Advanced driver assistance technologies like adaptive cruise control and more sophisticated partial automation systems are as much as 75% less likely to be active on sharp curves than on straight segments, limiting their potential safety benefits.
That is the main finding of a new study released earlier this month by the Insurance Institute for Highway Safety, a nonprofit financed by the insurance industry, which looked at how driving on curves in the road can constrain vehicle automation.
“We know that advanced driver assistance features may help prevent crashes, but obviously they can only do so if drivers use them,” Wen Hu, senior research transportation engineer for the Insurance Institute and the lead author of the paper, said in a statement. “This study suggests that these technologies will only be able to reach their full potential if drivers can trust them to handle curves.”
Problems arise because adaptive cruise control (ACC) and more advanced partial automation that combines ACC with lane centering are often disabled on some of the sharper curves present on limited-access roadways, the researchers said, either because drivers switch the features off or they deactivate automatically.
The report noted that ACC works like conventional cruise control, but automatically slows the vehicle to maintain a preselected following distance from the vehicle ahead, “so the driver doesn’t need to repeatedly brake and reset the system.” And lane centering, it said, provides automated steering assistance designed to make sure the vehicle stays in the middle of the lane.
For the study, the researchers examined data collected from two 2016 Land Rover Range Rover Evoques equipped with ACC, and two 2017 Volvo S90 vehicles equipped with both ACC and Volvo’s Pilot Assist partial automation system, which combines ACC and lane centering.
The vehicles were driven by 39 drivers over a four week period.
The results of the analysis indicated that both ACC and Pilot Assist were less likely to be active as curves became sharper. Evoque drivers were 72% less likely to use ACC on the sharpest category of curves than on straight road segments; the S90 drivers were 75% less likely to use Pilot Assist and 66% less likely to use ACC on the sharpest curves.

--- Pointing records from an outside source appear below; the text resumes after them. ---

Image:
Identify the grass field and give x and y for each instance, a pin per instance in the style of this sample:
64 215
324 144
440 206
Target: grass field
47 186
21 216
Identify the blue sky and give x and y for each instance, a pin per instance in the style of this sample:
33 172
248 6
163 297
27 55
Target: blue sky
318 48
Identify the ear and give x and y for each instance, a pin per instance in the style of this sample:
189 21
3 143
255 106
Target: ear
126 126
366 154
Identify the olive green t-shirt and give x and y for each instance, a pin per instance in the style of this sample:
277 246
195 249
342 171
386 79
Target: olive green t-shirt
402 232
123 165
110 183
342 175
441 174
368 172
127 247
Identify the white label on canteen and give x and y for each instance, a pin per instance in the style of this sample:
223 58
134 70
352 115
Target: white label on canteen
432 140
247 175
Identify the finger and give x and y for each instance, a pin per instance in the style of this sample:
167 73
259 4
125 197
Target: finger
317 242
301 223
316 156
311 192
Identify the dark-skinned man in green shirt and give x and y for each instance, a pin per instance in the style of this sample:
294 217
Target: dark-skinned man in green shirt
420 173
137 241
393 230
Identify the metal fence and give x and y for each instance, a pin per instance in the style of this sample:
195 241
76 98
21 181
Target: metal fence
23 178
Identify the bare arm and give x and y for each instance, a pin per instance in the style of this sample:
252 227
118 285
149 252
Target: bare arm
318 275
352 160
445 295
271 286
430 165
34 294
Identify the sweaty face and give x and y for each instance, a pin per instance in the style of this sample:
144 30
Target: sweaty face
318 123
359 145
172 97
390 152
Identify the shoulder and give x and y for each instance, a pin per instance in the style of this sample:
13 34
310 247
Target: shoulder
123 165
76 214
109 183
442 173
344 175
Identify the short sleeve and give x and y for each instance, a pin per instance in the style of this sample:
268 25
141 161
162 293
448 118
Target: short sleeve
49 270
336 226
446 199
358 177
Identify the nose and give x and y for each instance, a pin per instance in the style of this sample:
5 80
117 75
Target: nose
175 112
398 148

The study didn’t address whether the drivers switched off the systems or if they deactivated automatically. Lane centering can automatically become suspended when the driver manipulates the steering wheel or uses the turn signal, or when the system’s sensors cannot detect the lines painted on the road, and ACC deactivates when the driver applies the brakes, the report explained.
“The fact that Pilot Assist was frequently inactive on the sharpest curves is an important limitation, since the kinds of crashes lane centering could help prevent are more likely to occur on curves than on straightaways,” Hu added.